|You can't delete a Topic you started, or any posts you have made, on this site - only the forum moderator(s) can do that - but you can usually Edit your own posts, or change what is in your posts, or delete what was in your own posts (a post can't have no content at all). |
You should have made your corrections in a second post under the same Topic, or....
You can Edit your own posts on this web site by clicking on the notepad icon at the right end of the icons at the top of your post, except possibly the first one, if you started the Topic, after at least one Response has been posted.
I did not see anything in the 2494SW info I looked at that indicated it has anything but a DVI input, but I might have missed that it has a VGA input too.
Usually when a monitor has both VGA and DVI input ports, you cannot connect both at the same time - only one or another will work. If the VGA video cable can be unplugged at the monitor, that may or may not apply to connecting the monitor video cable even when both are not connected to the computer video ports - unplug the VGA cable at the monitor if that applies when connecting to the DVI port .

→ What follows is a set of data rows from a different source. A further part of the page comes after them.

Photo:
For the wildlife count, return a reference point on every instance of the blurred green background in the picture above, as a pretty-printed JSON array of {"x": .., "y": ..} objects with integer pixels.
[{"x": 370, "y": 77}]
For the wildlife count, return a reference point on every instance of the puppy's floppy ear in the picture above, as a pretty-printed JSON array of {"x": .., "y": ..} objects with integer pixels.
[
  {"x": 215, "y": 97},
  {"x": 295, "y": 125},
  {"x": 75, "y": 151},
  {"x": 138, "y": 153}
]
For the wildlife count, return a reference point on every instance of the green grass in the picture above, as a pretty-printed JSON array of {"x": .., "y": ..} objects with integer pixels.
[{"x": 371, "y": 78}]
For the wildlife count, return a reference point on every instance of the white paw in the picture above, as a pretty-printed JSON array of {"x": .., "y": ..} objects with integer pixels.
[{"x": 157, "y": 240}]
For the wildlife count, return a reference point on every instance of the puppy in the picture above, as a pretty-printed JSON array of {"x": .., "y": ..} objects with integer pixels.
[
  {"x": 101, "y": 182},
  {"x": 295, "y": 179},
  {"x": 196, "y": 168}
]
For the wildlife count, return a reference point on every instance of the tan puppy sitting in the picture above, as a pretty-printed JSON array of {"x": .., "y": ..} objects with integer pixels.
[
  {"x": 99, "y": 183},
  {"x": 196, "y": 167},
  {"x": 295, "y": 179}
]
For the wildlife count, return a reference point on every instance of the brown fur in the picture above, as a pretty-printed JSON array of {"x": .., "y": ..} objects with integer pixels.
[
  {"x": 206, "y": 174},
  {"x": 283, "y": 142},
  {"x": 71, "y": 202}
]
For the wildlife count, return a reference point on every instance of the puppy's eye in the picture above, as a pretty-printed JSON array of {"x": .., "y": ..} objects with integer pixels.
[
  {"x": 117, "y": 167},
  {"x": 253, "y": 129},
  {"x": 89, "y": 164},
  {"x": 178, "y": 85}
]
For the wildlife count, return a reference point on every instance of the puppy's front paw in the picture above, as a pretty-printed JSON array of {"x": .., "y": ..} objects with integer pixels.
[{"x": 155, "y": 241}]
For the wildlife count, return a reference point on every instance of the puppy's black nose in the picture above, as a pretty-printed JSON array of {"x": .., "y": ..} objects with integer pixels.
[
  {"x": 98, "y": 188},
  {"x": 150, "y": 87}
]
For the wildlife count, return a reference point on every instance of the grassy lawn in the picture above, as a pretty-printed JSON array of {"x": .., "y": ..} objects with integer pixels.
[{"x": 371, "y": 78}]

The resolutions you can choose in Windows depend on which monitor drivers have been loaded, and which video drivers have been loaded for the video adapter in Windows.
By default, Windows usually loads Plug and Play Monitor drivers, or the equivalent they're called in Vista or Windows 7, unless the specific video drivers for the video adapter have not been loaded in the operating system, in which case it may load a Default Monitor driver which yields you relatively low resolution video and very limited resolution choices.
The specific video drivers for the video adapter have already been loaded when you still have the original HP software installation you had when you got the computer, but if you have re-loaded Windows, those are probably NOT built into Windows , and you must load the proper video drivers, e.g. by installing the video drivers download found in the software downloads for your model on the HP site .
In any case, you should be able to get at least crude low resolution video when you connect the monitor via it's DVI input to the DVI-D port output, when you do the procedure to load low resolution video I pointed to at the end of Response 2.
The same link I pointed to has other info that tells you how to load the specific monitor drivers for your Samsung model, but the video drivers for your specific video adapter must have been loaded in Windows as well.
When you load the specific monitor drivers for your monitor model and the specific video drivers for your video adapter have been loaded, by default Windows only shows you the only the resolutions that both the monitor model and the video drivers support.
As far as I've seen, computer models with a mboard that has an onboard DVD-D port are recent or fairly recent, and you should be able to choose a resolution higher than you're quoting in that situation.
If you can't choose 1920 x 1080, you can choose another resolution that has the same ratio of width to height to get a properly proportioned display, but the display will not look as good as it does when set to 1920 x 1080 - the most noticeable thing being text will not be as clear.
Turn on Clear Type in Windows XP or Vista - makes type/fonts on LCD screens look clearer.
1920 x 1080 is a 16:9 (16 to 9; 16 x 9) display ratio.
When you divide 1920 by 1080 or 16 by 9 you get 1.7777etc.
Any other resolution that yields you 1.7777 or close to that when you divide the first number in the resolution by the second number will yield you the proper display proportions that suit your monitor.